Subject: Ecological Restoration, Goshawk, Ponderosa pine (Pinus ponderosa), Pre-settlement
Abstract: We compared forest structure patterns resulting from application of revised Northern Goshawk Management Guidelines (GMG) and Ecological Restoration Guidelines (ERG)-based silvicultural thinning approaches in ponderosa pine (Pinus ponderosa C. Lawson var. scopulorum Engelm.) forests on replicated sites on the Kaibab Plateau in Northern Arizona.

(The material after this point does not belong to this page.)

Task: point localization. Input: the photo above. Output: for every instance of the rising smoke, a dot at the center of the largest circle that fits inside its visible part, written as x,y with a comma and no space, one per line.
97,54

These management approaches have been proposed for wide application across tens of thousands of hectares of southwestern National Forests within Northern Goshawk (Accipiter gentilis) foraging areas. Both sets of guidelines use patterns and densities of presettlement forest evidences in the form of old forest remnants (pre Euro-American settlement era trees, stumps and snags) to guide their tree marking methodologies. Tree densities resulting from application of these treatment approaches and estimated presettlement densities were not significantly different. GMG-based treatments retained a larger proportion of trees in middle to large size classes, resulting in statistically significantly higher canopy cover and basal area. Tree spatial point patterns and tree patches (e.g., groups of trees with interlocking crowns) were analyzed. GMG-based treatments resulted in more consistent tree aggregation at fine-scales «15 meters), than ERG-based treatments, a pattern similar to presettlement evidence patterns. GMG-based treatments resulted in significantly fewer isolated individual trees, a higher mean density of trees within patches and more high density tree patches than ERG-based treatment results. No difference was observed in average diameter range of trees within groups. We conclude that with minimal modification, initial thinning approaches similar to those described in this study are highly compatible, both with each other and presettlement conditions, especially within forest landscapes where reintroduction of naturally ignited fires is a management goal. Despite this similarity, ERG and GMG-based stand management approaches will differ over the long term. The goal of ERGbased management is forests that can be regulated by natural processes, most notably surface fires similar to those common in the Southwest. The GMG approach, while allowing the use of fire, will require continual forest structure regulation and will inevitably result in future removal of large, old trees.